In a separate statement, ViaCyte said it has raised an additional $10 million to initiate the clinical trial and for other corporate purposes. Participants in the financing include the materials science company W.L. Gore & Associates, which is already working with ViaCyte, Asset Management Partners, and other undisclosed investors.
The non-profit research group JDRF also participated in the financing, according to the company.
Since 2004, when three companies merged to form what is now ViaCyte, the company has raised about $100 million from investors, and $75 million in project funding from JDRF and the California Institute for Regenerative Medicine (CIRM).

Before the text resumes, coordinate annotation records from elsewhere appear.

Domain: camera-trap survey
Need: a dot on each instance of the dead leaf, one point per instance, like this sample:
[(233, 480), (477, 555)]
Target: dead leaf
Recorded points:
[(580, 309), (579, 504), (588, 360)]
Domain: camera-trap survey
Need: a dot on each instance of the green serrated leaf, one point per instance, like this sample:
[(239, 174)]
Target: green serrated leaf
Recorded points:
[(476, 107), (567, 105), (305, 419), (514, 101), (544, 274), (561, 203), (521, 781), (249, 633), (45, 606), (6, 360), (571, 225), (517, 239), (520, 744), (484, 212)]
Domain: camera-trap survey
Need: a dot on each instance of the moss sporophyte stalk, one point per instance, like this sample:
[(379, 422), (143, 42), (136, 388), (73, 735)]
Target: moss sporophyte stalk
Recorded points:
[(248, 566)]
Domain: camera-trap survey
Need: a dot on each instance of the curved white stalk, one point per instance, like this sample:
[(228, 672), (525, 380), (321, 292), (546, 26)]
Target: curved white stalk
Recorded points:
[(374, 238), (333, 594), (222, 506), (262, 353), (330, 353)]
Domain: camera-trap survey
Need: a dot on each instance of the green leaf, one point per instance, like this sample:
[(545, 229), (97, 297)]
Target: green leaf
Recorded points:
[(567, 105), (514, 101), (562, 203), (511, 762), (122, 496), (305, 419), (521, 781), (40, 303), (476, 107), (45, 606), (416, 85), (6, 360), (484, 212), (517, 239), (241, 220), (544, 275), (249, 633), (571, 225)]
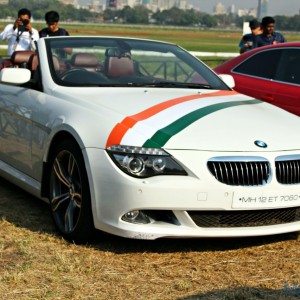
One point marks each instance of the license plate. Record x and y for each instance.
(265, 200)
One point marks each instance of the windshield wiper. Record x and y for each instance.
(173, 84)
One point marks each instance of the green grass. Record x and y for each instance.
(192, 39)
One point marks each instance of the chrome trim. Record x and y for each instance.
(239, 170)
(288, 169)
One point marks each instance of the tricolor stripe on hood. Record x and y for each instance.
(162, 121)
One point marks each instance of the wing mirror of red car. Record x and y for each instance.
(228, 79)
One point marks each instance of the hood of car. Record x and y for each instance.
(196, 120)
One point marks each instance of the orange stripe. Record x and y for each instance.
(120, 129)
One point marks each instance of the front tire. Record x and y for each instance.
(69, 193)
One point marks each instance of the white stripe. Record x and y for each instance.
(145, 129)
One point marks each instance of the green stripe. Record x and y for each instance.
(160, 138)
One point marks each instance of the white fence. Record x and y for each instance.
(195, 53)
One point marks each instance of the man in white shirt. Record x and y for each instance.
(20, 35)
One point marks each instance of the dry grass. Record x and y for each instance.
(35, 263)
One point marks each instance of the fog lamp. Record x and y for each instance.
(136, 216)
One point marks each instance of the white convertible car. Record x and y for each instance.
(140, 139)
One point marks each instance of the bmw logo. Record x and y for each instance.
(261, 144)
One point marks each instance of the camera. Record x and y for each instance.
(22, 26)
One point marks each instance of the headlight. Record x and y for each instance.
(144, 162)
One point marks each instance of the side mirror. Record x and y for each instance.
(228, 79)
(15, 76)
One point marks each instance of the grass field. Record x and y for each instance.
(188, 38)
(36, 263)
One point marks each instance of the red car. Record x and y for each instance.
(270, 73)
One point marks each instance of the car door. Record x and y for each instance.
(255, 75)
(287, 75)
(15, 128)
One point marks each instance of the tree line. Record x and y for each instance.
(140, 15)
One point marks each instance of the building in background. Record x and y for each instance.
(219, 9)
(262, 8)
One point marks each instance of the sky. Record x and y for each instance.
(275, 7)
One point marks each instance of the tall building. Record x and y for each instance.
(67, 2)
(262, 8)
(219, 9)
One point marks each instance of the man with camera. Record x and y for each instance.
(20, 35)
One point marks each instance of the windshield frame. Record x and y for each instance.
(162, 48)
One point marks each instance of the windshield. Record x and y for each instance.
(119, 62)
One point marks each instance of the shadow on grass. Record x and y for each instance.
(249, 293)
(24, 210)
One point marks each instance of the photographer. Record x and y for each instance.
(20, 35)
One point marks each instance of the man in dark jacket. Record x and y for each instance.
(269, 35)
(248, 41)
(52, 29)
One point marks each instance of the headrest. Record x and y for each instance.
(19, 57)
(84, 60)
(116, 52)
(116, 67)
(56, 63)
(33, 62)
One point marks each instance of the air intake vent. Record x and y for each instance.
(239, 172)
(287, 170)
(223, 219)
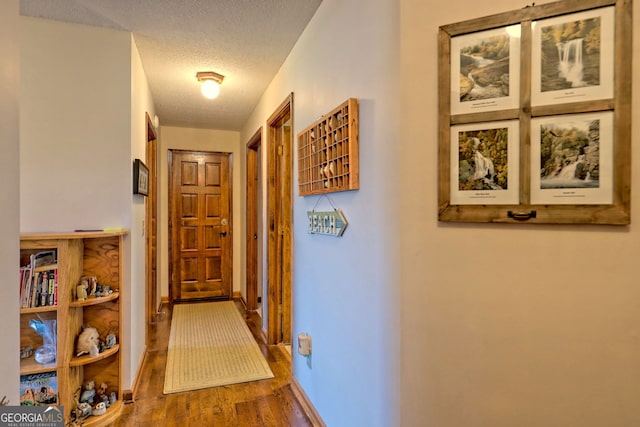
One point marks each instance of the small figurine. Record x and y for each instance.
(89, 393)
(88, 342)
(26, 352)
(100, 409)
(83, 410)
(111, 341)
(81, 290)
(105, 399)
(93, 285)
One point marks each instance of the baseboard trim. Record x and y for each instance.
(127, 396)
(307, 406)
(131, 394)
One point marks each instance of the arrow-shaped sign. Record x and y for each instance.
(332, 223)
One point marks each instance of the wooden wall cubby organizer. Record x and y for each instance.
(328, 152)
(79, 254)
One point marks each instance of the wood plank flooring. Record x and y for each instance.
(268, 403)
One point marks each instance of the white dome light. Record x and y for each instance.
(210, 83)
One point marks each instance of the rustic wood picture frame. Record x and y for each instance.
(576, 205)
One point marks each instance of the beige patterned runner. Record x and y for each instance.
(210, 345)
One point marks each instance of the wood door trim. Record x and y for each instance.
(151, 230)
(174, 228)
(279, 256)
(252, 219)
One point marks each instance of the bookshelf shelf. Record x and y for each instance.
(30, 366)
(38, 309)
(87, 359)
(328, 152)
(95, 300)
(79, 254)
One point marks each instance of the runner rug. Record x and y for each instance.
(211, 345)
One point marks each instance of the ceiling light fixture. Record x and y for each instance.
(210, 83)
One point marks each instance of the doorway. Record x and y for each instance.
(200, 226)
(279, 223)
(254, 235)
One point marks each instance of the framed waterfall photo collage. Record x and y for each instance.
(528, 103)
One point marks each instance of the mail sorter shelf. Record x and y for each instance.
(328, 152)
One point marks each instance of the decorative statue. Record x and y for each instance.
(88, 342)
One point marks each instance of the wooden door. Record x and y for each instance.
(254, 239)
(200, 226)
(280, 223)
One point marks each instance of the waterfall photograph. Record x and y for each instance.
(570, 155)
(484, 69)
(572, 159)
(484, 75)
(483, 157)
(570, 55)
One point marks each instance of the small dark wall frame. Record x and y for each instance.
(140, 178)
(506, 96)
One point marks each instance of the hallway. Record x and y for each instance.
(258, 403)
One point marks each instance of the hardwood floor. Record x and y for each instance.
(259, 403)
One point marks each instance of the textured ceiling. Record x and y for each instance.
(245, 40)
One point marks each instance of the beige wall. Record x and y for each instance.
(506, 325)
(141, 104)
(82, 123)
(177, 138)
(9, 199)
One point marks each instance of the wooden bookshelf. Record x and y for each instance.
(79, 254)
(328, 152)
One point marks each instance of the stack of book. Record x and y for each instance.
(39, 281)
(39, 389)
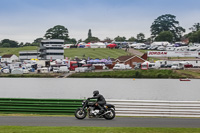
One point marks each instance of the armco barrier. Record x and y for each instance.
(157, 108)
(123, 107)
(40, 106)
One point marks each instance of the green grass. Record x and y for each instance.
(74, 52)
(100, 53)
(31, 75)
(16, 50)
(28, 129)
(130, 74)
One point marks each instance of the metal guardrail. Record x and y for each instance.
(123, 107)
(39, 106)
(156, 108)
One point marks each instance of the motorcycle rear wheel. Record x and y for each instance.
(110, 115)
(80, 113)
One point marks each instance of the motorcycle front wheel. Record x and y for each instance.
(80, 113)
(110, 115)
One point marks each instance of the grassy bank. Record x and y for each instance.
(32, 75)
(23, 129)
(71, 53)
(133, 74)
(16, 50)
(94, 53)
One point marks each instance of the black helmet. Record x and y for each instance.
(95, 93)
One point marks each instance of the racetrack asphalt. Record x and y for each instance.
(94, 122)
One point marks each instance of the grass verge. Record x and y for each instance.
(31, 75)
(132, 74)
(27, 129)
(100, 53)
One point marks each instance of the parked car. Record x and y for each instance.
(161, 48)
(55, 69)
(177, 66)
(63, 69)
(121, 67)
(6, 71)
(112, 45)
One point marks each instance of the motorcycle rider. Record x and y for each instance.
(100, 100)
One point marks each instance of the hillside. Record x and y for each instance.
(74, 52)
(94, 53)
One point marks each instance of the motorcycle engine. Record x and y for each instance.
(93, 111)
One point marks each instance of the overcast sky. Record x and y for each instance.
(26, 20)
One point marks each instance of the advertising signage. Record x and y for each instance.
(173, 54)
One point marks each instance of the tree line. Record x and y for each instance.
(164, 28)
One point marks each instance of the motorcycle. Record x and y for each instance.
(90, 109)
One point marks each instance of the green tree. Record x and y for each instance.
(140, 37)
(92, 39)
(10, 42)
(89, 33)
(37, 42)
(195, 37)
(71, 41)
(167, 22)
(195, 27)
(107, 39)
(6, 45)
(132, 39)
(165, 36)
(120, 39)
(57, 32)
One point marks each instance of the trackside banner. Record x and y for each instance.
(173, 54)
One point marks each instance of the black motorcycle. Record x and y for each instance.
(90, 109)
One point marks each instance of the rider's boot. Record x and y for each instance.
(101, 110)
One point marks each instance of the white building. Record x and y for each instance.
(27, 55)
(52, 49)
(9, 58)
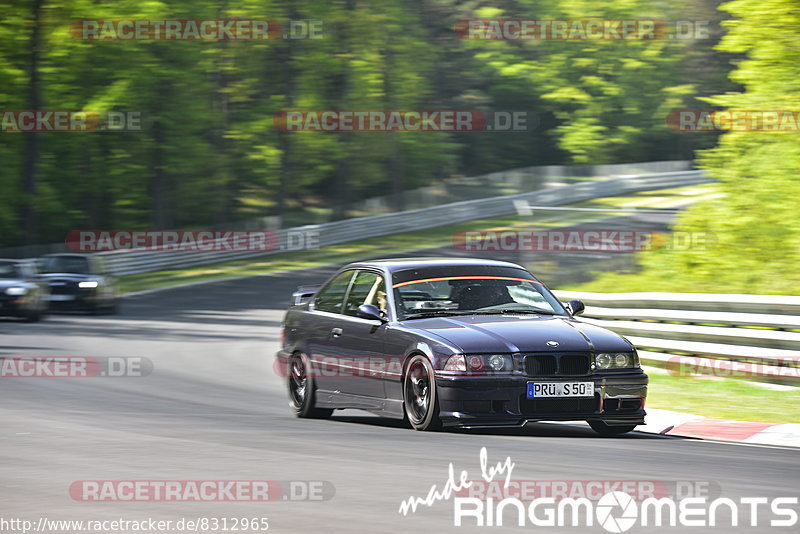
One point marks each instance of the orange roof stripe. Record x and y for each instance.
(465, 278)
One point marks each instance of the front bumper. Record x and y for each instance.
(502, 401)
(15, 306)
(81, 300)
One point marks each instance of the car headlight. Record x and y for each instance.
(500, 362)
(456, 362)
(16, 291)
(616, 360)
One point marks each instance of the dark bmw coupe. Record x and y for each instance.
(455, 342)
(21, 292)
(79, 282)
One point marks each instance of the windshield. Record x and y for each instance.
(9, 269)
(66, 264)
(483, 291)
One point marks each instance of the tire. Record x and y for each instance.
(420, 398)
(302, 392)
(608, 431)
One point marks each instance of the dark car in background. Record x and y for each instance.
(79, 282)
(22, 294)
(455, 342)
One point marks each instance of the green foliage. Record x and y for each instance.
(209, 153)
(755, 220)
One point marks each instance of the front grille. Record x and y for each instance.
(68, 288)
(573, 364)
(542, 365)
(558, 405)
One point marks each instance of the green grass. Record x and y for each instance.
(723, 399)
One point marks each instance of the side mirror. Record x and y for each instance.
(303, 295)
(575, 307)
(370, 311)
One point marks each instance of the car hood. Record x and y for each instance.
(485, 334)
(71, 277)
(5, 283)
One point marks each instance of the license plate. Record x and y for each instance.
(560, 389)
(61, 297)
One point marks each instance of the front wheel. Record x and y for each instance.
(420, 398)
(302, 391)
(607, 430)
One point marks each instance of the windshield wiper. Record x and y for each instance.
(438, 313)
(509, 312)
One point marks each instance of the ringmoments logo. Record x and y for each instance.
(617, 510)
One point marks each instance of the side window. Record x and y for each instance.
(368, 288)
(330, 297)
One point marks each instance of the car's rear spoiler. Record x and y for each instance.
(303, 294)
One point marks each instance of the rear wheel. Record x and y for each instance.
(301, 389)
(607, 430)
(420, 398)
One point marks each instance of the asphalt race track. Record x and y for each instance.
(213, 409)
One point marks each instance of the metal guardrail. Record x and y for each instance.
(762, 329)
(332, 233)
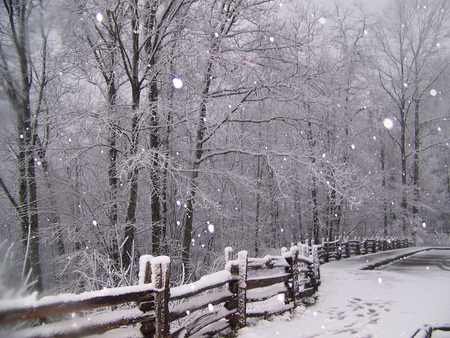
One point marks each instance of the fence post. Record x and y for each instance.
(160, 279)
(242, 289)
(315, 257)
(295, 279)
(145, 276)
(228, 254)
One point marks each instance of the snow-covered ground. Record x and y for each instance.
(369, 303)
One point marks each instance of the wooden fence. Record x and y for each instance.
(247, 287)
(345, 248)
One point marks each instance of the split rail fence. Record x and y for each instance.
(247, 287)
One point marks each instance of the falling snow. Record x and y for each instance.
(177, 83)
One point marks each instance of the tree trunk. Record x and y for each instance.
(187, 238)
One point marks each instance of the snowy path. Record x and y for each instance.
(371, 303)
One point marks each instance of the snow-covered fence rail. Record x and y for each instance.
(207, 306)
(244, 289)
(344, 248)
(247, 287)
(70, 315)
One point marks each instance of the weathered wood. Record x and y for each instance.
(199, 290)
(208, 319)
(55, 305)
(197, 303)
(260, 296)
(271, 312)
(161, 278)
(242, 289)
(93, 324)
(261, 282)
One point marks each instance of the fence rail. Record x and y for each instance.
(246, 287)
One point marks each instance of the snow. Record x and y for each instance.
(23, 303)
(204, 282)
(369, 303)
(143, 260)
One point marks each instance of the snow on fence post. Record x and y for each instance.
(160, 278)
(295, 274)
(228, 254)
(145, 276)
(315, 257)
(242, 289)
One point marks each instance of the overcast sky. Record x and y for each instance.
(373, 6)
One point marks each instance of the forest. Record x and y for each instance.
(181, 127)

ViaCyte was founded to advance technology that encapsulates pancreatic progenitor cells (stem cells engineered to develop into fully differentiated pancreatic cells) within a semi-permeable membrane. This packet is implanted under the skin. Once the pancreatic cells develop fully, they secrete insulin and other hormones that pass through the membrane, similar to how tea seeps out of a tea bag. White blood cells are too big to penetrate the membrane, however, so the packet protects the implanted pancreatic cells from a patient’s own immune system.
In March, ViaCyte said it has been developing a new type of packet called PEC-Direct, for Type 1 diabetes patients who are prone to severe hypoglycemic episodes. The company has engineered this membrane so a patient’s blood vessels can grow through the membrane and connect directly with the stem cell-derived pancreatic cells. In this case, however, the membrane is not designed to protect against a patient’s immune system. So PEC-Direct patients would also get immune-suppressant drugs.
Insulin therapy has transformed Type 1 diabetes from a death sentence to a chronic illness, but it is far from a cure, said Paul Laikind, president and CEO of ViaCyte. Patients with Type 1 diabetes must still deal the daily impact of the disease and are at risk for long-term complications.
The company said PEC-Direct is targeting a subset of patients with Type 1 diabetes who are at high risk for life-threatening events because they are acutely vulnerable to severe hypoglycemic episodes, or they can’t really tell when or if they are hypoglycemic.
ViaCyte estimates that about 140,000 people in the United States and Canada are at risk for severe hypoglycemic episodes.